La truffe (Tuber) n'est rien d'autre qu'un champignon. Mais un champignon devenu mythique non seulement à cause de sa rareté mais aussi de son parfum à nul autre pareil. Ce "diamant noir de la cuisine" - ainsi Brillat-Savarin l'a-t-il baptisée - est un champignon souterrain qui se développe assez mystérieusement, enfoui sous terre, en symbiose avec certains arbres, le chêne surtout, mais aussi le châtaigner, le noisetier et le hêtre. La truffe pousse uniquement dans l'hémisphère nord de notre planète, de façon sauvage mais aussi dans des truffières où ont été plantés des arbres, dits truffiers, sur des terrains favorables et qui, en France, fournissent le plus gros de la production. En gastronomie, la truffe noire Tuber Melanosporum est la plus réputée tout comme la truffe blanche, rare et bien plus onéreuse.

Les truffes sont vendues pendant leurs saisons respectives (définies en France par l'accord interprofessionnel de 2009), dans des sacs de toile, des filets ou d'autres contenants ne portant pas atteinte à leur qualité, sur les marchés aux truffes. Elles sont achetées par les négociants qui les revendent ensuite une fois brossées et triées. Elles sont classées en trois catégories :

  • Extra, de qualité supérieure et d'un poids supérieur à 30 g.

  • 1ère catégorie : de bonne qualité mais avec quelques légers défauts et d'un poids supérieur à 10 g

  • 2ème catégorie : celles qui n'entrent pas dans les précédentes et qui pèse de 5 à 9 g.

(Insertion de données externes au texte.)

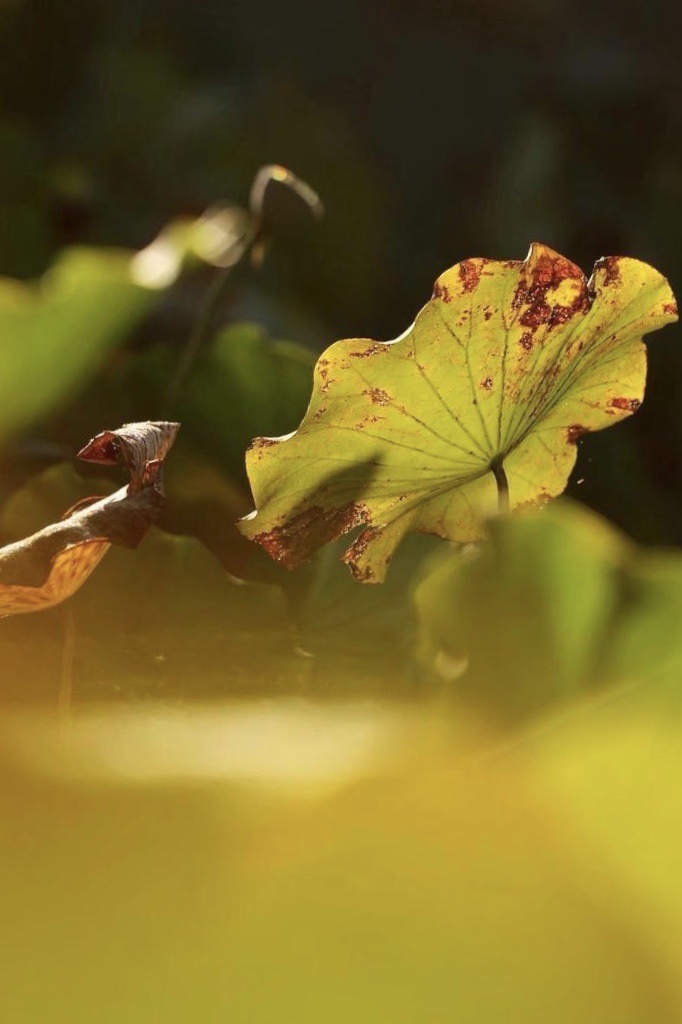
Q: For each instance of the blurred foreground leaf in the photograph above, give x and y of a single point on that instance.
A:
(286, 862)
(503, 371)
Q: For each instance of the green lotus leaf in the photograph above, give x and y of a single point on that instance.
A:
(484, 396)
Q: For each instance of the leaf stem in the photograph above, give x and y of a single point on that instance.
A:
(503, 485)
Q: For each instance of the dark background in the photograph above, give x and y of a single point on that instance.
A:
(433, 131)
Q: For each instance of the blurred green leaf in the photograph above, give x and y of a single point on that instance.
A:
(163, 621)
(266, 862)
(558, 602)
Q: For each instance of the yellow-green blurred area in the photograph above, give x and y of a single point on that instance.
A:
(274, 861)
(231, 793)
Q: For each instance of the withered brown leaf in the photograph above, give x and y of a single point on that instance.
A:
(48, 566)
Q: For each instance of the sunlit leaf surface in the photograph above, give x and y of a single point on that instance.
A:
(505, 368)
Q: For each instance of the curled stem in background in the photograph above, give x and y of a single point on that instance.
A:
(250, 241)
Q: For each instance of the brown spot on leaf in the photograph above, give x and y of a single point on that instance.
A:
(574, 432)
(303, 534)
(548, 271)
(260, 443)
(609, 264)
(373, 349)
(631, 404)
(469, 271)
(378, 395)
(356, 550)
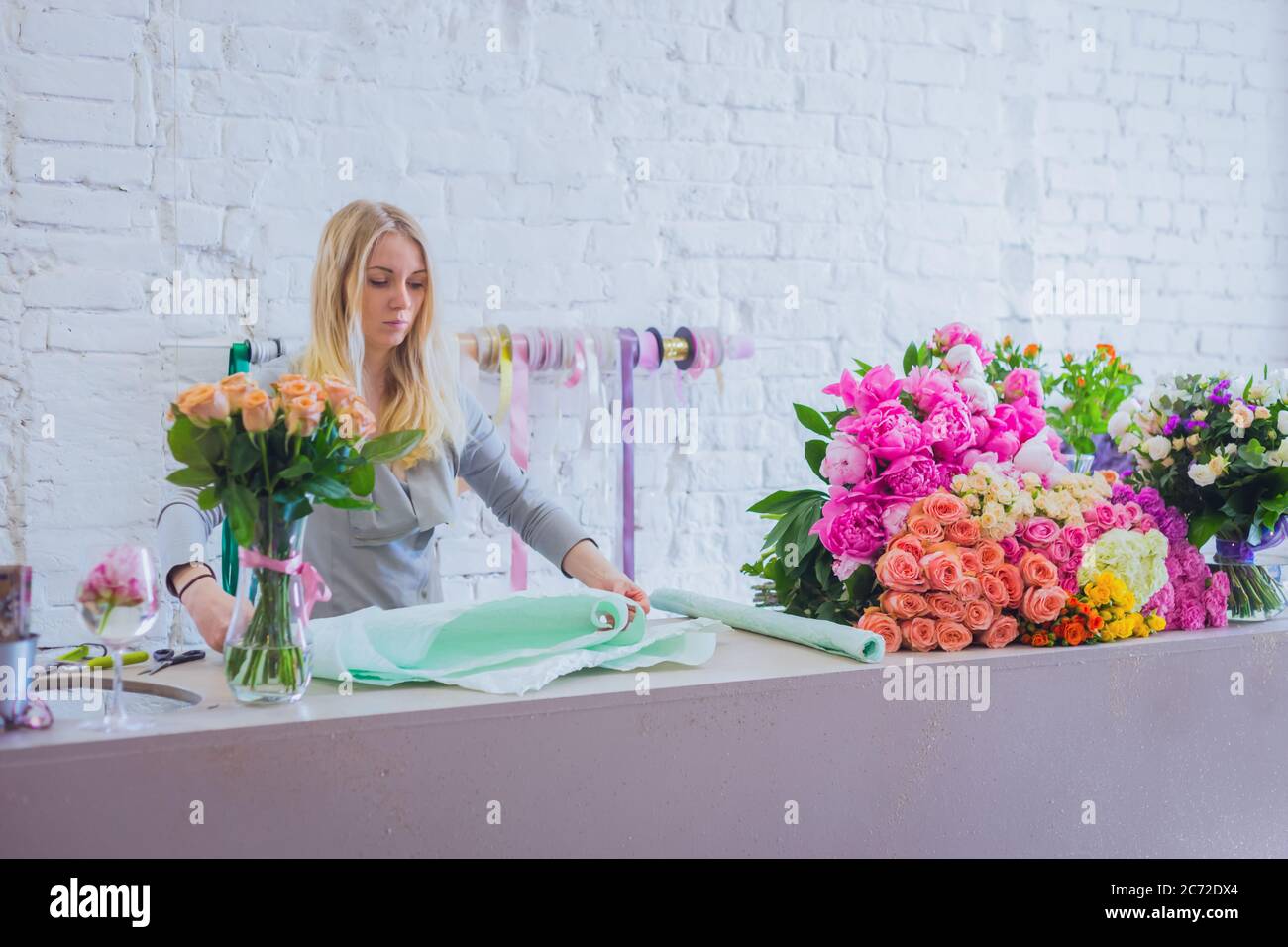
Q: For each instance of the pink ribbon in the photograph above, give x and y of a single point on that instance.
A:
(310, 579)
(519, 433)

Une bonne truffe est ferme et odorante, sans trace de moisissures ni sans trop de terre entre ses circonvolutions. Sa chair dot être bien marbrée, correspondant à sa variété : le seul moyen de la contrôler est le canifage, c'est-à-dire un petit coup de couteau pour prélever une parcelle interne.

Certains conserveurs conditionnent les truffes sous vide. Entières, elles sont pelées ou brossées, de surchoix (noires, taille et couleur uniformes), extra (plus ou moins noires, irrégulières) ou 1er choix (chair plus ou moins ferme, couleur et formes irrégulières). Elles sont de 1ère ou de 2ème ébullition (celle-ci venant après que le jus de truffe ait été fabriqué) en morceaux, en pelures ou en brisures. Les truffes en conserve de 1ère ébullition sont les meilleures, celles de 2ème ébullition n'ont plus beaucoup de goût. Surgelées, elles sont entières, en tranches, en morceaux ou en brisures.

Le jus de truffe provient de la 1ère stérilisation des truffes. Celles-ci perdent alors 25 % environ de leur poids. Ce jus est récupéré et les truffes sont remises en boîte avec de l'eau (plus rarement du jus de truffe) et subissent une 2ème stérilisation.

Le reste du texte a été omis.